The Little Lost Marion

It was the 1930s—a time when out-of-wedlock pregnancy was rare and shocking. A 14-year-old girl—the daughter of a clergyman—finds herself pregnant. What should she do? Well, today a frightened teenager would likely abort her child. But 60 years ago, abortion was illegal, and the story of that 14-year-old helps us understand the true costs of abortion. Most Christians are familiar with the wonderfully moving 1977 book by the late Sheldon Vanauken called A Severe Mercy. It’s the story of the spiritual pilgrimage that he shared with his late wife, Davy, at Oxford University. In his final book, The Little Lost Marion and Other Mercies, Vanauken recounted a more private chapter of Davy's life. Long before she met Vanauken, at age of 14, Davy bore a baby girl and placed her with adoptive parents. Yet Davy had never stopped loving the blue-eyed baby she'd given up. Following her death in the 1950s, Vanauken began searching for the child Davy had named Marion. In 1988 he finally found Marion, by now a young woman who, Vanauken writes, resembled his beloved former wife.

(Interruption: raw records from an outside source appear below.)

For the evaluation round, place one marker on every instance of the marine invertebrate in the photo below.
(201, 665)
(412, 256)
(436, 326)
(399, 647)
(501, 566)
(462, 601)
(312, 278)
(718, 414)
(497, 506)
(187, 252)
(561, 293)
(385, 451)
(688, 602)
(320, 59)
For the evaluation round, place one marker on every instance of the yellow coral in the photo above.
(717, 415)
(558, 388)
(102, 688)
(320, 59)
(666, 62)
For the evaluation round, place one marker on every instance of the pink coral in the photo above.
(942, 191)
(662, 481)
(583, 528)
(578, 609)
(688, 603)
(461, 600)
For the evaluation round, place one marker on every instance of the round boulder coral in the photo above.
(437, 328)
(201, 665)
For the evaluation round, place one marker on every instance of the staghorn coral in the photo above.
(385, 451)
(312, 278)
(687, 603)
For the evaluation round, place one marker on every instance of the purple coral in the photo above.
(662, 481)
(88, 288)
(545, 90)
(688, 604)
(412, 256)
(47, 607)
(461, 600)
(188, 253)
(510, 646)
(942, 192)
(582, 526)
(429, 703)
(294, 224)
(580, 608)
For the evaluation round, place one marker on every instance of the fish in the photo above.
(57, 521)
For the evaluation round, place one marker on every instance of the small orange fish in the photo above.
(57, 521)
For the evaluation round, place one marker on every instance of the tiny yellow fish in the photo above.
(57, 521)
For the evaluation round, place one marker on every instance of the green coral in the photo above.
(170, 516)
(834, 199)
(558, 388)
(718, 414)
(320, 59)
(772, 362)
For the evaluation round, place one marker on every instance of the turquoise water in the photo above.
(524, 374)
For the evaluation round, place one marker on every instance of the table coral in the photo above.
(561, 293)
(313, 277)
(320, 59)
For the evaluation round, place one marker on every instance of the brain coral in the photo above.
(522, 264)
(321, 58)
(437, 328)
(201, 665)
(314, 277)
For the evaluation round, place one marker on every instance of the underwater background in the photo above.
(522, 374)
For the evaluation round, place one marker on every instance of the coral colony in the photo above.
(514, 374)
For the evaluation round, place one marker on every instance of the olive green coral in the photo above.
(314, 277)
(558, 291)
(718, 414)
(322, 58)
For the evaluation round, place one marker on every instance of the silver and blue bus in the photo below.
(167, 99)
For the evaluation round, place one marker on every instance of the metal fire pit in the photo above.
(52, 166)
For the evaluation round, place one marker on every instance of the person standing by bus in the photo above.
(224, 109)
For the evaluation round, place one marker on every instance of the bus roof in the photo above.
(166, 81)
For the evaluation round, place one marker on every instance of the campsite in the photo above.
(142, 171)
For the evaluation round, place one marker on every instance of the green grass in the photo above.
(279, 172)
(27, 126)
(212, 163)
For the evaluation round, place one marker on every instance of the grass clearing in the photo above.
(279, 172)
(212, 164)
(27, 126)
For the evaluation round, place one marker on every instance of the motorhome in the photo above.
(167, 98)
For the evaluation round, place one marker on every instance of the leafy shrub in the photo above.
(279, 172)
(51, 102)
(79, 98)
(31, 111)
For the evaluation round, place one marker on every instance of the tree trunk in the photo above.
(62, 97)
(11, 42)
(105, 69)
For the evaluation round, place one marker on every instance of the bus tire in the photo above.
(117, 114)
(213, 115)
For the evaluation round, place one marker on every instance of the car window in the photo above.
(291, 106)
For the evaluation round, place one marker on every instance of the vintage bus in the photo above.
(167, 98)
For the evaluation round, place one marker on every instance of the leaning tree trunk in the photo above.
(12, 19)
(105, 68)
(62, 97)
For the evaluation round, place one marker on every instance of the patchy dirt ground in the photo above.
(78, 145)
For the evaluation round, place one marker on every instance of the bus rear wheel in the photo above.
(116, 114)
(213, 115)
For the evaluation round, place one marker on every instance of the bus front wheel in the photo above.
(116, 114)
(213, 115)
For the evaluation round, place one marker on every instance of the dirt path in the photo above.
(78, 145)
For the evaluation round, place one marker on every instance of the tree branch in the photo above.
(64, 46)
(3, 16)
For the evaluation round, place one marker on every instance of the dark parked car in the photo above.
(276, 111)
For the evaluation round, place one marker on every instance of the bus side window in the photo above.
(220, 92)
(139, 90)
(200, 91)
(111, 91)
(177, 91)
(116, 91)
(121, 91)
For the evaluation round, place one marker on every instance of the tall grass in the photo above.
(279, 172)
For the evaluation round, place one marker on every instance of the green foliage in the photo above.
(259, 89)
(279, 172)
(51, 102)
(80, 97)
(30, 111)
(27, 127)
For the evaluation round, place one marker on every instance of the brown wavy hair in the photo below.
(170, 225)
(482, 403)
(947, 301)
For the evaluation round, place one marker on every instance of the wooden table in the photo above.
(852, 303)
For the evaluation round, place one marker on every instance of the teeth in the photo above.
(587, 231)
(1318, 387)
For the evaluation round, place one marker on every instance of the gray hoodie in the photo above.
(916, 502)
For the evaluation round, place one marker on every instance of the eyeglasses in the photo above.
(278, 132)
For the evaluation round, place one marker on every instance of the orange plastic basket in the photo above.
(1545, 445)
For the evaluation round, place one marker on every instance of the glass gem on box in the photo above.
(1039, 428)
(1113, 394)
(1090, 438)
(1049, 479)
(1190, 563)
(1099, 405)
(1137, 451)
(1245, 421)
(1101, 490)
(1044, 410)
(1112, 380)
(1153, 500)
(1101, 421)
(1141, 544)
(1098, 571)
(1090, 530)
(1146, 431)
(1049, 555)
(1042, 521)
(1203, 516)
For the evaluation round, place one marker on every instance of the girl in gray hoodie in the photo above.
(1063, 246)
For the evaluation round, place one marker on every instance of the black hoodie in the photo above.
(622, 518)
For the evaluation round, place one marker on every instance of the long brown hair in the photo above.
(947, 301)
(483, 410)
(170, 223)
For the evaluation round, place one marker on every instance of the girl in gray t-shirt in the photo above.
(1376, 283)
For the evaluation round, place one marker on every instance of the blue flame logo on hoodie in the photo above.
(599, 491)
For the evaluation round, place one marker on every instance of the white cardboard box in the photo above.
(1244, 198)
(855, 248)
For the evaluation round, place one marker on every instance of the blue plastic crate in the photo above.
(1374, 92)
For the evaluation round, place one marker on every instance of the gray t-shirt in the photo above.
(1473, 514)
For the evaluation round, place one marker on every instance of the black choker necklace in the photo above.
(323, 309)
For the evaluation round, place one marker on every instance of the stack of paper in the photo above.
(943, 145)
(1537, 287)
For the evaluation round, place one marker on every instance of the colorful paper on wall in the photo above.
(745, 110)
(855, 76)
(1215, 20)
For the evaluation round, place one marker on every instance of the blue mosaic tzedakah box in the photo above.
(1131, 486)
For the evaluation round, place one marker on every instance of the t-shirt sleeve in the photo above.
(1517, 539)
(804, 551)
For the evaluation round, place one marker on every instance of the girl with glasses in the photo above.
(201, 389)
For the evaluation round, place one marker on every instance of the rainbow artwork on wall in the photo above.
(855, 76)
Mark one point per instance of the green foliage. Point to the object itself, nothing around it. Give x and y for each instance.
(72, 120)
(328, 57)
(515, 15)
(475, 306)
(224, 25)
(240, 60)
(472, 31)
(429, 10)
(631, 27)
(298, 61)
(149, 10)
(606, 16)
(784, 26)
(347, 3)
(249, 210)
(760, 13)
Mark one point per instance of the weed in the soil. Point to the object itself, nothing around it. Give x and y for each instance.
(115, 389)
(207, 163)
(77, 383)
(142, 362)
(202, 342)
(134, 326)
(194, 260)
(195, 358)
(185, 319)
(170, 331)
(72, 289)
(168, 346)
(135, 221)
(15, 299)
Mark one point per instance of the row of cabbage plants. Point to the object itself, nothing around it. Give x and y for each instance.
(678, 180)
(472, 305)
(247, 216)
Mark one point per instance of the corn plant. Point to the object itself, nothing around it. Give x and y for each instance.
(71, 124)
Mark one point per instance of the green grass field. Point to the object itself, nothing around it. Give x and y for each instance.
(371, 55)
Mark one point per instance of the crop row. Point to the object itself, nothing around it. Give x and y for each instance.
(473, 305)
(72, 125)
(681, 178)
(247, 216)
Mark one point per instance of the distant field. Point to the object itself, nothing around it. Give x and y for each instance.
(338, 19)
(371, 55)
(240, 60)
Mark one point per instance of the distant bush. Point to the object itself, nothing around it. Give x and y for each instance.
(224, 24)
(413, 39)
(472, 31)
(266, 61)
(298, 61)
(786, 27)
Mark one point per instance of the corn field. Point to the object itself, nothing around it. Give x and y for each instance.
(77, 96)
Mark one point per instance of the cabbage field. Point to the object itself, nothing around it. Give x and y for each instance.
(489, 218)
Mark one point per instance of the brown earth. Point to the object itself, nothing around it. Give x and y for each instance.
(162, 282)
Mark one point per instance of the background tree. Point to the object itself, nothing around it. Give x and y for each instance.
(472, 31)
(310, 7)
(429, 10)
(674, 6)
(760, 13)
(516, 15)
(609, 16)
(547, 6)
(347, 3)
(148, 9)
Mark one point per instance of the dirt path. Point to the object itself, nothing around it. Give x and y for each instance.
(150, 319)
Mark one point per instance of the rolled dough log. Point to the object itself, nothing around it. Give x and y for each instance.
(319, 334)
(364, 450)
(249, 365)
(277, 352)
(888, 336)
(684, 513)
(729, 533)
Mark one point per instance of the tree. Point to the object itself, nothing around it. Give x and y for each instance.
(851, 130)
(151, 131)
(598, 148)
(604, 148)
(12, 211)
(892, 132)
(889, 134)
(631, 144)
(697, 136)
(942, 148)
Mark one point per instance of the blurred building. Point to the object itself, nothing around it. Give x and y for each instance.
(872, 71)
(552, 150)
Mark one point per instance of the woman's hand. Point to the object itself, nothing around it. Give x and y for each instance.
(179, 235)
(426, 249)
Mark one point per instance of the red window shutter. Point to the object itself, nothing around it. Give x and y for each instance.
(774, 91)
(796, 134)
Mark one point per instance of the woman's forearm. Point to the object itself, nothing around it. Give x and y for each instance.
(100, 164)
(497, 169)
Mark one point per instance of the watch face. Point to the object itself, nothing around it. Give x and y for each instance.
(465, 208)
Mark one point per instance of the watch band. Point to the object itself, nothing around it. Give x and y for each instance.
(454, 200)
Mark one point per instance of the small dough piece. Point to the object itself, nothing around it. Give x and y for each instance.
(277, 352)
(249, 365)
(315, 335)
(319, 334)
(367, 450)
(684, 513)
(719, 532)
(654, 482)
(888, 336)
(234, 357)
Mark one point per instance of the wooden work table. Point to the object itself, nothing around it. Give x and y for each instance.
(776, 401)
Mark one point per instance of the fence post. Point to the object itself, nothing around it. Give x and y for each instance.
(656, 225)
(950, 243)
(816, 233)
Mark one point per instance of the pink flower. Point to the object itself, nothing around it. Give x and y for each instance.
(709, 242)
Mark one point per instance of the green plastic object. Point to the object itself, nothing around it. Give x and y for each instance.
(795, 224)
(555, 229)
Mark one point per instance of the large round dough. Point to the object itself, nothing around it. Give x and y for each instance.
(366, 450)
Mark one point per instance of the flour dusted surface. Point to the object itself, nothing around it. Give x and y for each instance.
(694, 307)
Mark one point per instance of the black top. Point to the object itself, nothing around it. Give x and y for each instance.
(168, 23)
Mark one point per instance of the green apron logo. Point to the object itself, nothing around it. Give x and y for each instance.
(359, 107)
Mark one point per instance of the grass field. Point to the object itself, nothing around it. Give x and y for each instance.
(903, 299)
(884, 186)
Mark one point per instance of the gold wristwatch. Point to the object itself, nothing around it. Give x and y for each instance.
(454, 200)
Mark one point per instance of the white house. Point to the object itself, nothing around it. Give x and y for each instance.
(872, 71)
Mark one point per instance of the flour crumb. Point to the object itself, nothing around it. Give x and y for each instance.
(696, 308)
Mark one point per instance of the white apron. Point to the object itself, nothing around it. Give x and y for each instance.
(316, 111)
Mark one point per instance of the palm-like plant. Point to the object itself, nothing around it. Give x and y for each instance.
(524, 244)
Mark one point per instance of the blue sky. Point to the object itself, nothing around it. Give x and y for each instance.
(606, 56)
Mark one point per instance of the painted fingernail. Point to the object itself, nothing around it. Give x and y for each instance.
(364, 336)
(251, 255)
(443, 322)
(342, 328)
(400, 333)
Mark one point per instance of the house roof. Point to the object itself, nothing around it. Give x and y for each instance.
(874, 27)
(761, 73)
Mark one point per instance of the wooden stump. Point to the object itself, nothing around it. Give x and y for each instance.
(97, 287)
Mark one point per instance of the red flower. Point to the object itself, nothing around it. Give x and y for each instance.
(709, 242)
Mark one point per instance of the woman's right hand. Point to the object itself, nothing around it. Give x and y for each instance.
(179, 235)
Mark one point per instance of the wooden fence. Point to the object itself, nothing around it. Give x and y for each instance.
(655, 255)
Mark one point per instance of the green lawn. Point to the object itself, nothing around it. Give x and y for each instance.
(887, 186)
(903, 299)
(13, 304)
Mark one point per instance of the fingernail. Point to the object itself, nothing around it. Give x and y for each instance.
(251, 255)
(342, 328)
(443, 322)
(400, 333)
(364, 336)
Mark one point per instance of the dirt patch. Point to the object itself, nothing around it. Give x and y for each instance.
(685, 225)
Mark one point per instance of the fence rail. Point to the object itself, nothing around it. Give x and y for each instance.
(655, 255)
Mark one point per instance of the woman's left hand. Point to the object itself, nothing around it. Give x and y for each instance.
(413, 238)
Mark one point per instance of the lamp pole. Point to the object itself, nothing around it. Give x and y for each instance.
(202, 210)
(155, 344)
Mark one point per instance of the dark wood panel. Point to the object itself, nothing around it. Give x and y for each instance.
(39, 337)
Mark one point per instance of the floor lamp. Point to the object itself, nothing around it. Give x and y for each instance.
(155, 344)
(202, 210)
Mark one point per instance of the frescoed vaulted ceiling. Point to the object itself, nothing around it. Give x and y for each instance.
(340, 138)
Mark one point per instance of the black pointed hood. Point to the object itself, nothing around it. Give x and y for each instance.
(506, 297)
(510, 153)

Meeting Davy's daughter, now married and the mother of three children, gave Vanauken a greater insight into what he calls a "wholeness of vision" regarding abortion. In The Little Lost Marion, Vanauken writes: "Had the frightened young girl who was Davy lived in this decade instead of that remote one, she would perhaps have confided in a school counselor, who quite likely would have told her of the possibility of a quick and easy abortion…. What frightened fourteen-year-old would not clutch at the way out that the… counselor held out to her?" But a wholeness of vision requires looking beyond the immediate concerns of a crisis pregnancy to the full and future implications of abortion. To achieve this, Vanauken writes, "I must see not only the frightened fourteen-year-old Davy… but also the warmly alive Marion and her family." While he can feel sympathy for the frightened young girl, Vanauken says, now "I know Marion and her children, too." Had Davy undergone an abortion, Marion and her "three bright and beloved children, would never have existed at all." This is especially poignant in light of the fact that Davy and Vanauken had no children of their own. If Davy had aborted Marion, there would now be no loving woman who calls Vanauken "father," nor her three children. "I glimpse," Vanauken writes, "what [John] Donne meant in saying that any man’s death diminished him. I should be diminished if half a century ago Davy had clutched at the straw of abortion. And all the folk who have touched or shall touch the lives of Marion and her children and their children-to-be would be diminished." Today when we are assaulted by the mind-numbing abortion statistics, we need to remind ourselves that each abortion represents the loss of an individual: a person who won’t live and bring love into the lives of others, as Marion has done. It’s a message we need to somehow communicate to those who are considering aborting other Marions. That each abortion is a tragic loss… one that diminishes us all.